Every year, each editor and agent chooses their favorite project(s) for a Conference Choice Award, and Kerper’s was chosen by Creamer. We trace Kerper’s SDSU Writers’ Conference experience, and where she is today on her journey to publication.
Are you a writer by profession or is it an avocation?
Writing is a hobby for me, but I treat it like a job and try to write every day, early in the morning.
Tell us about your novel.
Playing the Split is a coming-of-age story/dysfunctional family saga about a young woman who gets in way over her head with her on-the-lam fiancé and his sexy parolee brother. As her wedding day approaches, and as events spiral out of control, she finds herself literally caught in the crossfire.
How long have you been working on it?
A long, long time! I’m glad to be working on a new novel that features some of the same gritty characters.
Care to share the opening line or paragraph?
The air in our apartment was warm and thick with the usual smells: frozen burrito wrappers in the trash can, dirty socks, the sharp note of an open beer, two-day-old pot smoke hanging around like the perfume of someone long gone.

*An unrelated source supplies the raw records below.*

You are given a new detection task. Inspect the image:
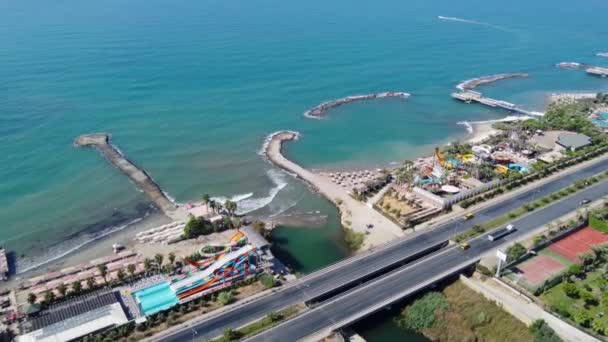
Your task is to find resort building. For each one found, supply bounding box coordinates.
[555,132,591,151]
[17,292,129,342]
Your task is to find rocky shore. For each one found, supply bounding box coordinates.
[304,92,410,119]
[262,131,404,249]
[74,133,177,214]
[456,73,528,91]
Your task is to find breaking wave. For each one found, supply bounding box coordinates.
[213,170,287,215]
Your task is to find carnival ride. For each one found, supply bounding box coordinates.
[171,245,261,300]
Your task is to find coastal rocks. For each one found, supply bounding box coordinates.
[304,92,410,119]
[555,62,583,70]
[456,72,528,91]
[74,133,177,214]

Could you tell that Stacy was pretty excited about your 10 pages or was it a complete surprise when you heard your name announced as a Conference Choice winner?

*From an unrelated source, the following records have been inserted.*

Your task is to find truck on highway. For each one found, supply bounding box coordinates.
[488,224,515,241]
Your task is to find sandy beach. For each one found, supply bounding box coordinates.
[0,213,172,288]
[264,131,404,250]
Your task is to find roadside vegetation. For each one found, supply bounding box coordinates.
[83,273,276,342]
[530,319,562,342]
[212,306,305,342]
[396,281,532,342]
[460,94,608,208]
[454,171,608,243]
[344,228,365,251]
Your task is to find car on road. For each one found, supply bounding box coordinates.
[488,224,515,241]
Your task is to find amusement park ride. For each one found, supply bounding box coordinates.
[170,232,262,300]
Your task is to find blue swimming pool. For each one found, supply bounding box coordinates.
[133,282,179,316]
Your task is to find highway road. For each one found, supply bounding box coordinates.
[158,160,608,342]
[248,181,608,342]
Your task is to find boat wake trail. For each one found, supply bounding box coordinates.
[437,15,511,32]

She seemed very excited about it! She said she “loved it” and “laughed on the plane” while reading it. But it was definitely a complete surprise when I heard my name announced!
Are you still heady with euphoria?
Yes, it was a wonderful honor.
Did she give you any suggestions on reworking the first 10 pages before sending her the complete manuscript?
No, she didn’t have any suggestions. She just said she’d love to read the full manuscript.
What was her response to your complete manuscript?
Actually, she has it right now and I’m awaiting word!
How did you hear about the SDSU Writers’ Conference?
From other writers.
Was 2015 your first time at the conference or have you attended before?
I attended last year’s (2014) conference and got hooked!
What do you think is one of the greatest strengths of the conference?
There are so many! Meeting and networking with other writers, getting query letter advice, receiving incredible feedback from agents and editors, and attending the informative panels, to name a few.
Did you take advantage of the conference’s On-the-Spot Query Letter Critique session on Friday? If so, did you get constructive feedback?
I attended literary agent Angela Rinaldi’s On-the-Spot Query Letter Critique session and received helpful, personal feedback on my query. Ms. Rinaldi gave an agent’s-eye-view of what works and what doesn’t in a query, using letters submitted to her by the audience. It was brutal, but fun. This session was one of the conference highlights.
Did you make a connection with a fellow writer or an editor or agent at one of the mixers or the networking lunch?
I’m too shy to actually “approach” editors and agents at mixers, but I did have a wonderful time talking with other writers.
What’s the first book that spoke to you as a young reader?
I read the entire Nancy Drew series, starting with The Secret of the Old Clock. After I’d read the last book in the series, including the Nancy Drew Cookbook, I started reading Agatha Christie’s mysteries. Then the Perry Mason series. Then Sherlock Holmes. And then P.D. James, Colin Dexter, Sue Grafton, and so on. Each one of these authors had a huge impact on me. But that first book definitely lit the fire.
Who’s your favorite author (or top three if it’s hard to choose one)?
Suspense: Lee Child; literary: J.M. Coetzee; mystery: Sue Grafton.
What keeps you going in the pursuit of your writing goal?
Being in a weekly read-and-critique group (through San Diego Writers Ink), and taking writing (and criminal justice!) classes locally. Since many of my characters are either cops or criminals, I take courses to learn the laws and lingo, and also because the subject is interesting to me. I also volunteer at a prison, with a fantastic local program called Reading Legacies, which helps incarcerated parents read books to their children.
Will we see you again at a future conference?
One hundred percent chance of that!
Anything you’d like to add?
The SDSU Writers’ Conference staff, and the agents, editors, and speakers/panelists, are totally dedicated to helping writers of every genre achieve their goals. An excellent experience!